Wells Fargo (WFC) boosted its estimate of possible litigation losses by 70%, to $1.7 billion, as the Securities and Exchange Commission joined regulators probing the bank's handling of a scandal involving as many as 2 million bogus customer accounts.
That amount, which isn't reflected in Wells Fargo's profit-and-loss statements, is in addition to so-called probable losses that the bank does include, though the amount isn't specified. The estimate, listed in the bank's third-quarter regulatory filing on Thursday, compares with an assessment of $1 billion at the end of June.
Wells Fargo didn't say which legal matters spurred the $700 million increase, though the San Francisco-based bank provided ligation updates on mortgage-lending probes and debit-card purchase lawsuits in addition to the retail division's sales-practices cases. Peter Gilchrist, a company spokesman, said in an e-mail that the figure reflected "a number of matters."
The company, which once had a market valuation larger than JPMorgan Chase's (JPM) , has lost 8.9% of that since the bogus accounts were disclosed in a $185 million settlement with federal and local regulators in September. The revelation prompted an immediate backlash of lawsuits as well as probes by the Department of Justice and state attorneys general, and has cost Wells Fargo lucrative business deals with states from California to Illinois and Ohio.
Chairman and CEO John Stumpf abruptly retired in mid-October after testifying in two Congressional hearings and giving up $41 million in unvested stock awards.

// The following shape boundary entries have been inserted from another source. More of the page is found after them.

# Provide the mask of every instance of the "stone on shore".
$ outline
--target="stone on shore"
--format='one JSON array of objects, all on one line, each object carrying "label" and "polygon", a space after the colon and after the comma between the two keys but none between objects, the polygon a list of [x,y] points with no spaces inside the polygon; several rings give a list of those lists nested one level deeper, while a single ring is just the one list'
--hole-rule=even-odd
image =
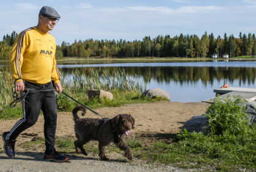
[{"label": "stone on shore", "polygon": [[166,91],[160,88],[152,88],[147,90],[142,93],[145,97],[153,98],[153,97],[162,97],[164,98],[170,99],[170,95]]},{"label": "stone on shore", "polygon": [[203,116],[194,116],[184,124],[182,130],[186,129],[188,132],[205,133],[208,127],[208,118]]},{"label": "stone on shore", "polygon": [[103,98],[106,97],[106,99],[109,100],[113,99],[113,95],[109,91],[105,91],[101,90],[90,90],[88,91],[88,97],[89,99],[93,98]]}]

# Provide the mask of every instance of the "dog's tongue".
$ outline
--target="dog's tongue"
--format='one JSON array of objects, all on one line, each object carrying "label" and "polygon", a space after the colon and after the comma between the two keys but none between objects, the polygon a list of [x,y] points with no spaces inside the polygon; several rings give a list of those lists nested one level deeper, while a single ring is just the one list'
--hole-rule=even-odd
[{"label": "dog's tongue", "polygon": [[130,134],[130,131],[128,130],[128,131],[125,131],[125,135],[129,135],[129,134]]}]

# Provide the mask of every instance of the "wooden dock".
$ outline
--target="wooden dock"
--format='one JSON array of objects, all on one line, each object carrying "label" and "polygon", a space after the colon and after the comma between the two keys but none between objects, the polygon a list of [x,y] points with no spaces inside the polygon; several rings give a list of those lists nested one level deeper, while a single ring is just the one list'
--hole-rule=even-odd
[{"label": "wooden dock", "polygon": [[[245,99],[247,101],[255,103],[256,100],[256,88],[241,88],[241,87],[228,87],[213,90],[216,94],[219,94],[221,99],[225,100],[227,97],[233,101],[235,100],[234,96],[240,96]],[[213,102],[214,98],[208,99],[202,102],[208,103]]]},{"label": "wooden dock", "polygon": [[249,93],[256,93],[256,88],[242,88],[242,87],[227,87],[227,88],[213,90],[213,92],[216,93],[217,94],[220,94],[220,95],[225,94],[231,91],[249,92]]}]

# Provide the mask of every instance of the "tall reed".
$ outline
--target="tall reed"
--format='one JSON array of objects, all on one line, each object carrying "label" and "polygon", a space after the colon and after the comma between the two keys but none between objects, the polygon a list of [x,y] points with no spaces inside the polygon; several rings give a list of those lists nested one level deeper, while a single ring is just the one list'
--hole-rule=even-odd
[{"label": "tall reed", "polygon": [[86,93],[91,89],[142,91],[143,85],[137,79],[128,77],[123,68],[76,70],[72,78],[64,81],[62,87],[74,93]]},{"label": "tall reed", "polygon": [[[13,81],[9,70],[0,71],[0,105],[7,106],[12,101],[12,87]],[[76,70],[72,77],[62,81],[65,92],[75,96],[85,95],[89,90],[99,89],[105,91],[135,91],[142,92],[143,85],[136,79],[127,76],[123,68],[95,68]]]}]

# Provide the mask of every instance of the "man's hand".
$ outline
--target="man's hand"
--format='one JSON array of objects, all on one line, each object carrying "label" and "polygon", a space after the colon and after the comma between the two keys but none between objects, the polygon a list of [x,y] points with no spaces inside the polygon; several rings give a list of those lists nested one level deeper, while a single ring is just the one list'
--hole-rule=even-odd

The company's independent directors, led by Stephen Sanger, who was named chairman after Stumpf's departure, have launched an internal probe, which is still ongoing, according to a person familiar with the matter.
"There are things that need to be fixed within our culture, and these weaknesses must be addressed," Tim Sloan, who succeeded Stumpf as CEO, told analysts at a Thursday conference. "My primary objective and the objective of our senior leadership team is to restore trust in Wells Fargo. That includes rebuilding pride in our company and our vision of meeting customers' financial needs."
Well's Fargo's scandal has already had ramifications well beyond the San Francisco-based bank, with executives at JPMorgan, Citigroup (C) and Bank of America (BAC) fielding questions about their own consumer sales practices during third-quarter earnings calls in October.